La demanderesse invoque, à l'appui de son pourvoi, le moyen unique de cassation annexé au présent arrêt.
Le dossier a été communiqué au procureur général.
Sur le rapport de M. Serrier, conseiller référendaire, les observations de la SCP Thouin-Palat et Boucard, avocat de la société Saint-Karas, de la SARL Boré, Salve de Bruneton et Mégret, avocat de la société HB et associés - [E] Bouillot et associés et de M. [E], après débats en l'audience publique du 8 novembre 2022 où étaient présents M. Chauvin, président, M. Serrier, conseiller référendaire rapporteur, Mme Duval-Arnould, conseiller doyen, et Mme Tinchon, greffier de chambre,
la première chambre civile de la Cour de cassation, composée des président et conseillers précités, après en avoir délibéré conformément à la loi, a rendu le présent arrêt.
Faits et procédure
1. Selon l'arrêt attaqué (Paris, 11 mai 2021), le 25 novembre 2003, la société Silic a consenti un bail commercial à la société Sarah, aux droits de laquelle se trouve la société Saint-Karas.
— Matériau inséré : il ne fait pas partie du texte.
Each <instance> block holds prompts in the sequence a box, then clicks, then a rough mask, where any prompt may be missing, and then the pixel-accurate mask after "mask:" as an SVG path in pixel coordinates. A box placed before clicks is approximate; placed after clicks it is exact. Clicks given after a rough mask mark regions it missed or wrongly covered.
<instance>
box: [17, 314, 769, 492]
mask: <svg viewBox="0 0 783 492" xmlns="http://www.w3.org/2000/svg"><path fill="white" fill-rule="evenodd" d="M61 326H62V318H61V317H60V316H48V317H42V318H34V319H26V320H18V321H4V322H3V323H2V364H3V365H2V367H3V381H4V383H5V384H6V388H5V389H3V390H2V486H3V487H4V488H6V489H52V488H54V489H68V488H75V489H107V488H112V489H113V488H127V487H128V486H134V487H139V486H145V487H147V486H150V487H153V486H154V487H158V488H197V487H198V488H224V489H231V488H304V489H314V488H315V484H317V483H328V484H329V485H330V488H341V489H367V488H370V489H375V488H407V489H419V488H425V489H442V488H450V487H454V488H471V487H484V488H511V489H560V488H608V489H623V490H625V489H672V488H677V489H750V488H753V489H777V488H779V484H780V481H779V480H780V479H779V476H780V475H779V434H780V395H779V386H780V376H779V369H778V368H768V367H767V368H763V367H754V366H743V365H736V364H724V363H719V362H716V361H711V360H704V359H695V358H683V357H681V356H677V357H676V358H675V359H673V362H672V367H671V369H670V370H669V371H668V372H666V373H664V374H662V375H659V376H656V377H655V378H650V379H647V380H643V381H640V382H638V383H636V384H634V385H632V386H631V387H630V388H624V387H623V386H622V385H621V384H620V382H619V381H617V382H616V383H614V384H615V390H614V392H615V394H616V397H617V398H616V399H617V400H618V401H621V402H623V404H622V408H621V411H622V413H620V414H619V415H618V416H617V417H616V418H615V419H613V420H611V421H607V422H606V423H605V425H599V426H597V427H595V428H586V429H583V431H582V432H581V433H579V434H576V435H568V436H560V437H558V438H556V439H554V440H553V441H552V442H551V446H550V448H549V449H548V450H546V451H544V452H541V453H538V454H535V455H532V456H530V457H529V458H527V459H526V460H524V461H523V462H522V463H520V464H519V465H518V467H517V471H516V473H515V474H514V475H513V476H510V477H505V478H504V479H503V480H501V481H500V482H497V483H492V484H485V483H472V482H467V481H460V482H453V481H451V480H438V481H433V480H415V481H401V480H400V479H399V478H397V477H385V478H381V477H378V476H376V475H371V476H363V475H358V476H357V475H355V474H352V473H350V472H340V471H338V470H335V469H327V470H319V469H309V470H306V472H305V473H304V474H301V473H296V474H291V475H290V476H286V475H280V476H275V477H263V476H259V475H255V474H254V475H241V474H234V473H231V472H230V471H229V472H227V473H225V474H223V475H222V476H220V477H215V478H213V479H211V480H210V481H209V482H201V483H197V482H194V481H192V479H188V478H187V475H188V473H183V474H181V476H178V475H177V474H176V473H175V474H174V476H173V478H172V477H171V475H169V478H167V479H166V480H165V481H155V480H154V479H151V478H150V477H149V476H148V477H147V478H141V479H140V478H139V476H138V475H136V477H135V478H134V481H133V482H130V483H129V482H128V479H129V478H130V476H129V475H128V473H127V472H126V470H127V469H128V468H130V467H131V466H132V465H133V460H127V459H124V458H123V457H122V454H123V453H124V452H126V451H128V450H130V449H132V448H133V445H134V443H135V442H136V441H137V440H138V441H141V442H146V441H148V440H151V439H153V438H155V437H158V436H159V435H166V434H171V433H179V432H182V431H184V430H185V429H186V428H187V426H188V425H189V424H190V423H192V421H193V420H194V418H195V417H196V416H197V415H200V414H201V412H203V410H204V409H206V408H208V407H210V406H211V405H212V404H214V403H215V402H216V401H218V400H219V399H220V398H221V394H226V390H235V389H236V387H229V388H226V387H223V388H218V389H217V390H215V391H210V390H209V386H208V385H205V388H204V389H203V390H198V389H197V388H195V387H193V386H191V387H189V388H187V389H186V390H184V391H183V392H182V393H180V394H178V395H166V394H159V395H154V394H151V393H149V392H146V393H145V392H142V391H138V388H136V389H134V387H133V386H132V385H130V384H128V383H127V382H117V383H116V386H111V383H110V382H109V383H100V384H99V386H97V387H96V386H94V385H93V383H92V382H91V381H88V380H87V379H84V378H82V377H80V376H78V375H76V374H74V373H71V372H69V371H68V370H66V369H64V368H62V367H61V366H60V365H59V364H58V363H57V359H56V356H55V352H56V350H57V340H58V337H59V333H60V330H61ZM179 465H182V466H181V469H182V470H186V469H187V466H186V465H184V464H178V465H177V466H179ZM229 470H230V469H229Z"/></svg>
Des travaux de démolition et reconstruction de l'immeuble loué étant envisagés par le bailleur, les deux sociétés ont entamé des négociations et la société Sarah a sollicité l'assistance de M. [E], avocat, membre de la SCP HB et associés-[E] Bouillot et associés (la SCP).
2. Le 31 janvier 2013, à la suite d'un différend, les deux sociétés ont conclu une transaction prévoyant notamment la résolution du bail, le paiement d'une indemnité contractuelle par le bailleur et leur renonciation à tout recours et action entre elles.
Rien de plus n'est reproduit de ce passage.